Yes, only on UML. In fact, only on a particular installation of UML:
I am not able to reproduce the problem on my own installation of UML.
So, I also believe it is because of the UML. But I'm hoping it might be
something that can be fixed. Which is why I'm trying to pin-point
the cause.
> > On that AMD 64bit machine, I cannot step or resume past a breakpoint
> > when using non-stop with a multi-threaded program _if_ any of the
> > threads is still running. If I interrupt all threads, then
> displaced
> > stepping works.
>
> I wouldn't be surprised if the UM kernel is reporting a spurious
> SIGTRAP to gdb. Try "set debug lin-lwp 1" as well, but I don't
> think it'll tell you much. Maybe peeking at eflags or the siginfo
> of that SIGTRAP reveals something.
Thanks.
No luck with "set debug lin-lwp 1" but I will try to open up the
siginfo. I've spend the better part of the day getting familiar
with the relevant code.
> Try "set debug lin-lwp 1", and see if the resume was preempted and
> for some bizarre reason the core is getting a cached wait status
> instead of really resuming the thread.
>
> Otherwise, this smells like a UML problem.
One bizarre thing I noticed when trying "set debug target 1"
is that more threads get started than there should!
Normally, I get (in summary):
set non-stop on
set target-async on
b 8
r&
Breakpoint 1, thread_exec1 (ptr=0x400888) at multithread.c:8
8 i++;
info thr
Id Target Id Frame
2 Thread 0x40804940 (LWP 946) "multi3" thread_exec1 (ptr=0x400888) at multithread.c:8
* 1 Thread 0x40003800 (LWP 943) "multi3" (running)

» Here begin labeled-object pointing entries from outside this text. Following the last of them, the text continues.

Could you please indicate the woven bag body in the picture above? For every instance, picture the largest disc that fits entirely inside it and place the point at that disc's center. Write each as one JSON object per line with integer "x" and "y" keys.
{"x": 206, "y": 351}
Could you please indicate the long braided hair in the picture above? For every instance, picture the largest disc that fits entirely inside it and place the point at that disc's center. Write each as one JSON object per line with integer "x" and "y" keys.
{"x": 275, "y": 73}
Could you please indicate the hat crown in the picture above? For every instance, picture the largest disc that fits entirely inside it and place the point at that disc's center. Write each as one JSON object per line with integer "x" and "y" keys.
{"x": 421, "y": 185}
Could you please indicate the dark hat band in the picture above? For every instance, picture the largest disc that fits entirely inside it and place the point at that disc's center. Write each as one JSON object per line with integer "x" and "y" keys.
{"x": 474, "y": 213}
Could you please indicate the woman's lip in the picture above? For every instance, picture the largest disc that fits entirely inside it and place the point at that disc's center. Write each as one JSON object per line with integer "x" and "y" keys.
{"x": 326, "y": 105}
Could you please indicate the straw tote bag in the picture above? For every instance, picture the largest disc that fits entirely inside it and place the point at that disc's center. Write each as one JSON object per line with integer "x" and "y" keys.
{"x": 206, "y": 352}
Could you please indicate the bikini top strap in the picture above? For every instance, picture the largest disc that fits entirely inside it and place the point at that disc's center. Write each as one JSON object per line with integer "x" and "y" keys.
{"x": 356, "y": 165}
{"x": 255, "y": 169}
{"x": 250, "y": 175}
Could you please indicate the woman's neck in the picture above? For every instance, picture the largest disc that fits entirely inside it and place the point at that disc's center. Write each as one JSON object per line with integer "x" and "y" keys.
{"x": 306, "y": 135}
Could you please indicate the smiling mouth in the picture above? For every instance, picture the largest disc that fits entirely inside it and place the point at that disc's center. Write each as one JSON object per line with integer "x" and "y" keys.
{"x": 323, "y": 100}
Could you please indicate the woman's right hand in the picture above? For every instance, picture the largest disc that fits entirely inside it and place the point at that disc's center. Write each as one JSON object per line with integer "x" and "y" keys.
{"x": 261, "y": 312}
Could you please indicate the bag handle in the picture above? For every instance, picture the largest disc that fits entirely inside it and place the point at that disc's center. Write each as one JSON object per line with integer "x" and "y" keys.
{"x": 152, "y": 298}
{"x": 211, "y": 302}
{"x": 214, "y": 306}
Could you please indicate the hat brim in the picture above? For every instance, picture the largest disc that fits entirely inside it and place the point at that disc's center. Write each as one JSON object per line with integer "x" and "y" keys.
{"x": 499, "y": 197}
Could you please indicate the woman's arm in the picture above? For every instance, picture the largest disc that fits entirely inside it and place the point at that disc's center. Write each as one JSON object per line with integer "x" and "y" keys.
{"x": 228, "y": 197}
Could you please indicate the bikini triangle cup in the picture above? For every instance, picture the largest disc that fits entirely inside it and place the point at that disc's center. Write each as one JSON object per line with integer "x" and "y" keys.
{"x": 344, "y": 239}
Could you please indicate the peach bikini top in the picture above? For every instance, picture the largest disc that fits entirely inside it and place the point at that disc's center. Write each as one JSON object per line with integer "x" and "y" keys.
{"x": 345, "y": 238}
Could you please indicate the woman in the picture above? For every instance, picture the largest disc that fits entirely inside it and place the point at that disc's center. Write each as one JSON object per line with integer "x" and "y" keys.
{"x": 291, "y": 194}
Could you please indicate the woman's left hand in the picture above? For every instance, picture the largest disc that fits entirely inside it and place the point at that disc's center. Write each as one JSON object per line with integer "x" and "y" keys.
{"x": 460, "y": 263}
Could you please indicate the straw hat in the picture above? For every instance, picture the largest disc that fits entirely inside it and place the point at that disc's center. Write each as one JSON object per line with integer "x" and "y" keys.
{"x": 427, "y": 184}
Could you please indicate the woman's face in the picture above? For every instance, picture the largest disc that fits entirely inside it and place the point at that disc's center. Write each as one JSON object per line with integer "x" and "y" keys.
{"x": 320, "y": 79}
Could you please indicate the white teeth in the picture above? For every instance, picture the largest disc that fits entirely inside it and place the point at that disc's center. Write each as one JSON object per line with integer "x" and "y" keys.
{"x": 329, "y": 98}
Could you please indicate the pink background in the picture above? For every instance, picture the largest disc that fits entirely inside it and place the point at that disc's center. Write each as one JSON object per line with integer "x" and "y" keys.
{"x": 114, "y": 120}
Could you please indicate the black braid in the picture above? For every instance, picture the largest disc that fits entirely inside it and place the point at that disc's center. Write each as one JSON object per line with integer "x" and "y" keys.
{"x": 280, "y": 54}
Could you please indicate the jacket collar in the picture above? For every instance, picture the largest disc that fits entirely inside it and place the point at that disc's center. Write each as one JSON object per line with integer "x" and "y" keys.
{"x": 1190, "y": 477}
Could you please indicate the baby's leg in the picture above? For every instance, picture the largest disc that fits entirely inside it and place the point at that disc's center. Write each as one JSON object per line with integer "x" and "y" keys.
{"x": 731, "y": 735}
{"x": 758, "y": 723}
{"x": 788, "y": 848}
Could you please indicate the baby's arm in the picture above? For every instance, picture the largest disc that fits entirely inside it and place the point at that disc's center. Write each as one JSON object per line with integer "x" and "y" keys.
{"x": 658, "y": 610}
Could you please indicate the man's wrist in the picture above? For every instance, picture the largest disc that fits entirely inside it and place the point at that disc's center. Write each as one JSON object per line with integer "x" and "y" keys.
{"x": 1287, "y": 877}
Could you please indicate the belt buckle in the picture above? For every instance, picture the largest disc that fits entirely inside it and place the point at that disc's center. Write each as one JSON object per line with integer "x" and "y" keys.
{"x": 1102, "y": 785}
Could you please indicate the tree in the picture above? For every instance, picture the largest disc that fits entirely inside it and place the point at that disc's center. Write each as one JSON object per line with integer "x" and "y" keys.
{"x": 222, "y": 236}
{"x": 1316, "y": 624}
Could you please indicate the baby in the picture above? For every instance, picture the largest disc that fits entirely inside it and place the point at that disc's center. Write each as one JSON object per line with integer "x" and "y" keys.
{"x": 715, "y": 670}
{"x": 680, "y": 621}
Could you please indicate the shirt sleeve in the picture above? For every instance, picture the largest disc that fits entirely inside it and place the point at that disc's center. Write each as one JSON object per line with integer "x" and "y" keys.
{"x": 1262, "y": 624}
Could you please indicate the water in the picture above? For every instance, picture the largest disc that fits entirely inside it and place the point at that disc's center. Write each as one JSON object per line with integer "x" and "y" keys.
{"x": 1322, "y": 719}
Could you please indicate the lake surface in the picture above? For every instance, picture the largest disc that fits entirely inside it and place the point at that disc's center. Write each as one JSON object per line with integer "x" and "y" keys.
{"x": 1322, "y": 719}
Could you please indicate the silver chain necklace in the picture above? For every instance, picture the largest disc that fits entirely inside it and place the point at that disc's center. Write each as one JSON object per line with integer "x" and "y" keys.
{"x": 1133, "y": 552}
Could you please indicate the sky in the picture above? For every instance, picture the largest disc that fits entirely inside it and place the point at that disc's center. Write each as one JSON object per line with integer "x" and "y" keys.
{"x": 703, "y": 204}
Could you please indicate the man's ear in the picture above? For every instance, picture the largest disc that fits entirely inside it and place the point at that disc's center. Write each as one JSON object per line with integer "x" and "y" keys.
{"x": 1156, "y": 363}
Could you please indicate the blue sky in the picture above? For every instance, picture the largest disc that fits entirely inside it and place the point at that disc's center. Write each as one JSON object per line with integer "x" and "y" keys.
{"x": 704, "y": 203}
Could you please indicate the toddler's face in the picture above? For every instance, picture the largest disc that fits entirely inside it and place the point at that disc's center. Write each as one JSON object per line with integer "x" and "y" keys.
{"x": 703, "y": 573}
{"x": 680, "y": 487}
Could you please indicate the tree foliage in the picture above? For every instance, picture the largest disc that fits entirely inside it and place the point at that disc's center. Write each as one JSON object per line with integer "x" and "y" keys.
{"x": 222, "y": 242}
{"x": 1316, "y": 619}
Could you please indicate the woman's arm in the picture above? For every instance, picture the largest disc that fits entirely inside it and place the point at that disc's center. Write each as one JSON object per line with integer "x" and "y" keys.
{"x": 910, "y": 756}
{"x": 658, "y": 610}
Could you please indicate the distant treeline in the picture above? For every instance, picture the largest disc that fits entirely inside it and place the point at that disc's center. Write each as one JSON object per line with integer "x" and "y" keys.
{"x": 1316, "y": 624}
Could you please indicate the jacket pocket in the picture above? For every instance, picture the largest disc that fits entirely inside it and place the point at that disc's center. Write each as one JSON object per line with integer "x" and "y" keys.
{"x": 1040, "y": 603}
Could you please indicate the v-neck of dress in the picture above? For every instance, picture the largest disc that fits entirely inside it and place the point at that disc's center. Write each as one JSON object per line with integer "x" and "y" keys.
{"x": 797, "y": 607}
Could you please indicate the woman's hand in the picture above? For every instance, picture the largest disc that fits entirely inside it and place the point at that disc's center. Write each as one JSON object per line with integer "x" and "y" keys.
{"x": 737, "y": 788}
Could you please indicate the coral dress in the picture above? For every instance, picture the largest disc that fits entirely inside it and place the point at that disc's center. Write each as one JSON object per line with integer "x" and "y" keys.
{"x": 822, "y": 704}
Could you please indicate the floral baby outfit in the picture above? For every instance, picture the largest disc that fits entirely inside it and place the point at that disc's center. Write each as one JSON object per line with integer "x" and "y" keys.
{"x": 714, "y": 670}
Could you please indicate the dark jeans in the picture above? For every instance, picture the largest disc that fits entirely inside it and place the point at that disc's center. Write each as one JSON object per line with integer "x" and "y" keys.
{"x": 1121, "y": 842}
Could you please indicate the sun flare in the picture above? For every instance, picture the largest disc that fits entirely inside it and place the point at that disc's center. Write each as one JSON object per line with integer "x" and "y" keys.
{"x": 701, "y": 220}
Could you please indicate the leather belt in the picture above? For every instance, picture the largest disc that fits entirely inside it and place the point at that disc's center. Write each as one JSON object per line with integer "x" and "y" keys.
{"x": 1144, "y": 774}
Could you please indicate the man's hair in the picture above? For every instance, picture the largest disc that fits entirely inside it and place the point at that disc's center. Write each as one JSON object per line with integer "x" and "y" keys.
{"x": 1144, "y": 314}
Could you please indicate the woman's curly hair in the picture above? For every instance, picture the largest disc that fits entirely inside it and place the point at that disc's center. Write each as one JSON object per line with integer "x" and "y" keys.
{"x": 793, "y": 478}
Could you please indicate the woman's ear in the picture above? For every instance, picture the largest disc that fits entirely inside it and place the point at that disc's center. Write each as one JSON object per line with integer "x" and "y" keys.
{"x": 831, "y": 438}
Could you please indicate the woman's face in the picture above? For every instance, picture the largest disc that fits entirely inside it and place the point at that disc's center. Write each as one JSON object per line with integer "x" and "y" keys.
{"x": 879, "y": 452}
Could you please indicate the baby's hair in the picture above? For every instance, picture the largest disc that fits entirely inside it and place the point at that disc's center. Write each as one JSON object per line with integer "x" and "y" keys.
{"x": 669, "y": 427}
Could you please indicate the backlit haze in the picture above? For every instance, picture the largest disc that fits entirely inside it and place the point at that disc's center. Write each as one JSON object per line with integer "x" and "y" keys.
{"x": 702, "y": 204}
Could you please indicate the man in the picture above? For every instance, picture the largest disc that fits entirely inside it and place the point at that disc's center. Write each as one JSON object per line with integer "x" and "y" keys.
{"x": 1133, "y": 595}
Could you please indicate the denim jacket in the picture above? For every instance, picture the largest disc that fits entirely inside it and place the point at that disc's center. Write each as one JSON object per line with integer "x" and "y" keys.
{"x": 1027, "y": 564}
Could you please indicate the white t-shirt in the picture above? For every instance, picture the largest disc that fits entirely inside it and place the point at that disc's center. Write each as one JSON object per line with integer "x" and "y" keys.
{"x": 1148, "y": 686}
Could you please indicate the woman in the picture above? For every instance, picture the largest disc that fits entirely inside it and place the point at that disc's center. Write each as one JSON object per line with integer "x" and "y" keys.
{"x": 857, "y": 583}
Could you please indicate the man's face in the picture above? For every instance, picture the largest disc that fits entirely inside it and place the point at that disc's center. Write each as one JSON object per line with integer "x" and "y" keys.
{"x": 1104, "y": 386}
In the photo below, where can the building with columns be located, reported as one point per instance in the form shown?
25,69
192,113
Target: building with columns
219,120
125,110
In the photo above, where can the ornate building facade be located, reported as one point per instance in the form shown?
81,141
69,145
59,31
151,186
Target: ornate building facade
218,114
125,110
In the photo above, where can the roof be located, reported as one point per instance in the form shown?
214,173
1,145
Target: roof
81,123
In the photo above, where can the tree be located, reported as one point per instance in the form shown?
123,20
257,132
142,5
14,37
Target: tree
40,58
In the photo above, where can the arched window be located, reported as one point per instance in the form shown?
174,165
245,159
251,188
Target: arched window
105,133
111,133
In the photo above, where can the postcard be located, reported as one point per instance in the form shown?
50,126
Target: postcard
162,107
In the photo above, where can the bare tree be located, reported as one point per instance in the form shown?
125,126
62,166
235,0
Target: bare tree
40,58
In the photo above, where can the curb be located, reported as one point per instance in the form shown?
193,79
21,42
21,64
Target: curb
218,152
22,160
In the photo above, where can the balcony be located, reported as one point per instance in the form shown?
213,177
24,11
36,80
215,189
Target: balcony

If I add "set debug target 1" before 'r&', I get:
info thr
Id Target Id Frame
4 Thread 0x41806940 (LWP 940) "multi3" thread_exec1 (ptr=0x400888) at multithread.c:8
target_core_of_thread (935) = 0
3 Thread 0x41005940 (LWP 939) "multi3" (running)
target_core_of_thread (935) = 0
2 Thread 0x40804940 (LWP 938) "multi3" (running)
target_core_of_thread (935) = 0
* 1 Thread 0x40003800 (LWP 935) "multi3" (running)
What the??? The program (copied below), only starts two threads.
I wonder if libthread is causing some problem when using UML?
When using gdbserver, I do often get a gdbserver warning when attaching:
"PID mismatch! Expected 789, got 791"
where 791 is the LWP of a thread other than the main one.
Anyway, I'll keep digging. Thanks for the pointers.
Marc
My test program
===============
#include <pthread.h>
#include <stdio.h>
#include <unistd.h>
void *thread_exec1(void *ptr) {
int i;
for (i=0;i<500;i++) {
i++;
i--;
printf("in the second thread %d\n", i);
sleep(1);
}
}
int main() {
pthread_t thread2;
int iret2 = pthread_create( &thread2, NULL, thread_exec1, (void*) "Thread 2");
printf("in the first thread\n");
int i;
for (i=0;i<30;i++) {
sleep(2); // while here, non-stop can't step over breakpoints
}
printf("ABOUT TO CALL JOIN\n");
pthread_join(thread2, NULL); // but while here, it can!